Civil-society talk is as fashionable these days as droopy pants, and to subject it to skeptical examination is to run the risk of being misunderstood.  We do not wish to impugn human rights activists in Armenia who work within institutions that advertise themselves as “supporters of civil society.”   There is no question that individual liberties and the rights of the citizens–including the rights to public assembly and the freedom of association–must be defended and extended against the mounting abuses of the state and of private firms and corporations that supposedly make up civil society.  (And let it be noted that in country after country, LEFTISTS, not liberals, have been the first to fight and die for these rights and liberties.)

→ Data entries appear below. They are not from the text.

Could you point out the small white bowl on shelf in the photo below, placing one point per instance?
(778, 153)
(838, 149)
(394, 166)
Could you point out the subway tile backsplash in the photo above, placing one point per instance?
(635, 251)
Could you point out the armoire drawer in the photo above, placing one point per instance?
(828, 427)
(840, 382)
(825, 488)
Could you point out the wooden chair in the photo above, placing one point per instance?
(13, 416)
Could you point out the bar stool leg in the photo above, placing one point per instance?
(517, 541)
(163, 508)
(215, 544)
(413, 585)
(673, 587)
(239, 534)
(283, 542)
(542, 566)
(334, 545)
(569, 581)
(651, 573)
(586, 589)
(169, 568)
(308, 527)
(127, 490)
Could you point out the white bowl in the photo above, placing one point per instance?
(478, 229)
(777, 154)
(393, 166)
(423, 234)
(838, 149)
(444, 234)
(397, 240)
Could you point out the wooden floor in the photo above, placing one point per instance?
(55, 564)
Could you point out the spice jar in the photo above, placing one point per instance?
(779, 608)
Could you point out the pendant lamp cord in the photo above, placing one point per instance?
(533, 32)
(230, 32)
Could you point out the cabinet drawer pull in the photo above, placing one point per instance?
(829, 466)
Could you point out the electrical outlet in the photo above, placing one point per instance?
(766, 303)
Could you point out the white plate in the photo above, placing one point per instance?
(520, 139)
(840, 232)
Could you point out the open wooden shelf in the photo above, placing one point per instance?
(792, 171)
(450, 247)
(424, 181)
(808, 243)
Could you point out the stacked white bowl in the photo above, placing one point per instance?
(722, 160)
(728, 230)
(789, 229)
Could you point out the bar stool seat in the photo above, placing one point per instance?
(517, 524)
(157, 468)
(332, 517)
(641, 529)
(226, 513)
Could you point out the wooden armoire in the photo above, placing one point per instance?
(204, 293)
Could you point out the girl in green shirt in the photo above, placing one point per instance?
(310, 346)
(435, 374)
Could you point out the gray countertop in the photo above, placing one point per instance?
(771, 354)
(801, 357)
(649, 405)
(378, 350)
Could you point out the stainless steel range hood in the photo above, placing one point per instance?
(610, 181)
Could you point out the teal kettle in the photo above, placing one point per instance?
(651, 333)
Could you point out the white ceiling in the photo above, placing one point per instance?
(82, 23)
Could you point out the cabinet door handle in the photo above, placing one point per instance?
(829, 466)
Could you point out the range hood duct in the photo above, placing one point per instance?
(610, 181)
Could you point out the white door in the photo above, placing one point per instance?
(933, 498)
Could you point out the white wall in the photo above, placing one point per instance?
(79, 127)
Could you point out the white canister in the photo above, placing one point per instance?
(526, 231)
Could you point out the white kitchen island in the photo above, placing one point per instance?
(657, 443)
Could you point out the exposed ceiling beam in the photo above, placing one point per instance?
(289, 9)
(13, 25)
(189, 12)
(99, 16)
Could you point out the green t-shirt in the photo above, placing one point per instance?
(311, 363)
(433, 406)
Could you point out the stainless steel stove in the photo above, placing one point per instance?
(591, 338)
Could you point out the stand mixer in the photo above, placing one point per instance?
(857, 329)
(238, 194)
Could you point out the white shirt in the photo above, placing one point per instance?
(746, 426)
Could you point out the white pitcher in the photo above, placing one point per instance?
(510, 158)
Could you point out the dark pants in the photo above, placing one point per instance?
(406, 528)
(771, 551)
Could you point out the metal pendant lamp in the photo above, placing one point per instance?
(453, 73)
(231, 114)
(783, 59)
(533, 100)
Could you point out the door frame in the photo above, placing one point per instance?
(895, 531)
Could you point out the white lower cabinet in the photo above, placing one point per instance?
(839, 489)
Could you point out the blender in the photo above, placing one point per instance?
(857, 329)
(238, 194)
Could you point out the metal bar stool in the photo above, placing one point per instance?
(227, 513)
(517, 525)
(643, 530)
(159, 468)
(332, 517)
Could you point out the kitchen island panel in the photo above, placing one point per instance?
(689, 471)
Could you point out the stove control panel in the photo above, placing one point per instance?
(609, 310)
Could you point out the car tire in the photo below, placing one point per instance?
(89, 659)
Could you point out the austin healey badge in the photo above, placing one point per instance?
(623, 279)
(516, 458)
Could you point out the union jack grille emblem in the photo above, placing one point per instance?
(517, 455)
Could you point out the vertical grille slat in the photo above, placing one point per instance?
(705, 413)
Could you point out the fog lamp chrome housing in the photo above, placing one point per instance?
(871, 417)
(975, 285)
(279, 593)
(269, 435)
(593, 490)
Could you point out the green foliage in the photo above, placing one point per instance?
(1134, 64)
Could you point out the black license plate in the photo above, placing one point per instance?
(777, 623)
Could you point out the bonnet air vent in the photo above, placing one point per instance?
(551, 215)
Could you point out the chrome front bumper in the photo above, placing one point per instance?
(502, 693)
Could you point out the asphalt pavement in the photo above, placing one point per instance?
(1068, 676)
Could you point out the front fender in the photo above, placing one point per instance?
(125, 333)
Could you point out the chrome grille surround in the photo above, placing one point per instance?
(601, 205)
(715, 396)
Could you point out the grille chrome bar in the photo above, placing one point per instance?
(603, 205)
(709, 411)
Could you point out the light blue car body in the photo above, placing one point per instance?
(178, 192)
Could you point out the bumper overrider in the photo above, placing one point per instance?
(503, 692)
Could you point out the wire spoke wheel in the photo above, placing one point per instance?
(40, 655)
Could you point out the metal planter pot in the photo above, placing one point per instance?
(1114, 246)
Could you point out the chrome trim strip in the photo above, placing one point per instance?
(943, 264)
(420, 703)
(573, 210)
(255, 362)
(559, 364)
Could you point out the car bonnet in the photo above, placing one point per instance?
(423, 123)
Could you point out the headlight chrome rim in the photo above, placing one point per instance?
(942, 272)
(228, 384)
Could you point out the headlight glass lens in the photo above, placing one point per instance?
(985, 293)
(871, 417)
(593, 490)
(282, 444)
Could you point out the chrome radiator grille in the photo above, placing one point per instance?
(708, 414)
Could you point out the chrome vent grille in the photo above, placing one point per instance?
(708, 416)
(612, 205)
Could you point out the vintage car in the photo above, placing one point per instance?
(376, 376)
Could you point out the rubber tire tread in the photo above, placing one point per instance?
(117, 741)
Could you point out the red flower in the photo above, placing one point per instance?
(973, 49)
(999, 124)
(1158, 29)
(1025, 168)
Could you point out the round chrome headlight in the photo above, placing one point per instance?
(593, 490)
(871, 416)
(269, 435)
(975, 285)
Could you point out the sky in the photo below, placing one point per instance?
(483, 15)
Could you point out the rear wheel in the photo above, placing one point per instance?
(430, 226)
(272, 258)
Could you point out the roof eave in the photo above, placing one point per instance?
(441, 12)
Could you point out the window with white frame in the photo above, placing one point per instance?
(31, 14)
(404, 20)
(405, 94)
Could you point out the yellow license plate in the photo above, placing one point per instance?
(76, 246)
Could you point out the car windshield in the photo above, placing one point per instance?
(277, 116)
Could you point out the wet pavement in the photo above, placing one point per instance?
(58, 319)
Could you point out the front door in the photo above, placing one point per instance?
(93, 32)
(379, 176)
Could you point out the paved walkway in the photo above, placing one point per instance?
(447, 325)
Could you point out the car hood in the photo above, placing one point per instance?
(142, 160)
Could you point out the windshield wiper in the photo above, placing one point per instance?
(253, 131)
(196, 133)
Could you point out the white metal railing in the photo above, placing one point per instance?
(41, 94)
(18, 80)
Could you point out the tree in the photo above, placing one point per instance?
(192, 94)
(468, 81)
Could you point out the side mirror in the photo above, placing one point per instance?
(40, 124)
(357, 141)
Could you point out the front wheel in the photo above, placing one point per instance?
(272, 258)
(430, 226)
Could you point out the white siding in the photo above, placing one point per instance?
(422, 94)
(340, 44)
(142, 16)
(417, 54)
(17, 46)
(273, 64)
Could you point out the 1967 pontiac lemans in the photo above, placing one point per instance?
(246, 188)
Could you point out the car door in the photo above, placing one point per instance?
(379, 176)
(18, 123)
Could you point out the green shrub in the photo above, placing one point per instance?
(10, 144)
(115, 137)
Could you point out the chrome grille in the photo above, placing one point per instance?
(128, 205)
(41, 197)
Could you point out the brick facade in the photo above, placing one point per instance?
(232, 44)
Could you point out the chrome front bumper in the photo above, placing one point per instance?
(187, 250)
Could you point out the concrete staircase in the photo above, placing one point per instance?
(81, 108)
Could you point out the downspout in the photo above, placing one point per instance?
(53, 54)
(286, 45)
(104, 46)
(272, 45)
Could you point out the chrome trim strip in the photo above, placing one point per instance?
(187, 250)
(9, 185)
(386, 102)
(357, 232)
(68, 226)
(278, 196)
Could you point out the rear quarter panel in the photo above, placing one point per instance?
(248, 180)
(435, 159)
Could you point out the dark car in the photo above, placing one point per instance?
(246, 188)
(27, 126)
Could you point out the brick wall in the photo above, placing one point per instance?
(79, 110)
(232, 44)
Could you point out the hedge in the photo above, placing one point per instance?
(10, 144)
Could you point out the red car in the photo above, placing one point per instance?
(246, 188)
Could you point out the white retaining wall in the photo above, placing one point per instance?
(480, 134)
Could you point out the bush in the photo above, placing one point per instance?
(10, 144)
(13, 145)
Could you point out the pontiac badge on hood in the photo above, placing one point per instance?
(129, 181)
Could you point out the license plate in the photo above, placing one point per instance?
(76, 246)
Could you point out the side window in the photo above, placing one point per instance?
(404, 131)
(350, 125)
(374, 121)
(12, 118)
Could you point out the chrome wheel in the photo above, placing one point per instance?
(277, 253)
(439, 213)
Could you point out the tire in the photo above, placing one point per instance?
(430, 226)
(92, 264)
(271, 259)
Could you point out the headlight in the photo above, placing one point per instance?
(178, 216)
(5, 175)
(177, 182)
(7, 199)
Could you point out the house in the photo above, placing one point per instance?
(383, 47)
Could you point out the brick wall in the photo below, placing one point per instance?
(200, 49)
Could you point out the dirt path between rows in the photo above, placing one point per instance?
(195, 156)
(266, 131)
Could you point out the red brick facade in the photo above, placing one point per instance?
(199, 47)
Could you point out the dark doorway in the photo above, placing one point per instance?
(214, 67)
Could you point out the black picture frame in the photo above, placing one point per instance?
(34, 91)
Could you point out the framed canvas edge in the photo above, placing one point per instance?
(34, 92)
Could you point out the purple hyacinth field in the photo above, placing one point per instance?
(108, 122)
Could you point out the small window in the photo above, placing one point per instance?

But civil-society talk is a distraction from the struggle for freedom.  It is part of an officially sponsored vocabulary that directs attention away from certain facts on the ground, notably the fact that there is a ruling class in Armenia; that it is waging a one-sided struggle against workers and the poor, and that Armenia’s rulers are brokers for foreign imperialists.

Hocus pocus about civil society takes up conference time and grant money; it fills up air time and column inches to the exclusion of more plausible accounts, and it keeps mouths moving, thereby putting a brake on hands, feet, and imaginations.  Moreover, because the supposed goal of building civil society is so uninspiring, it is a source of demoralization for potentially critical native intellectuals.

Civil society-talk, therefore, is very useful for the imperialists and their brokers in places like Yerevan.  But intellectuals in Armenia who do not benefit from imperialism should consider a different way of thinking.

Markar Melkonian is a writer and teacher living in Los Angeles.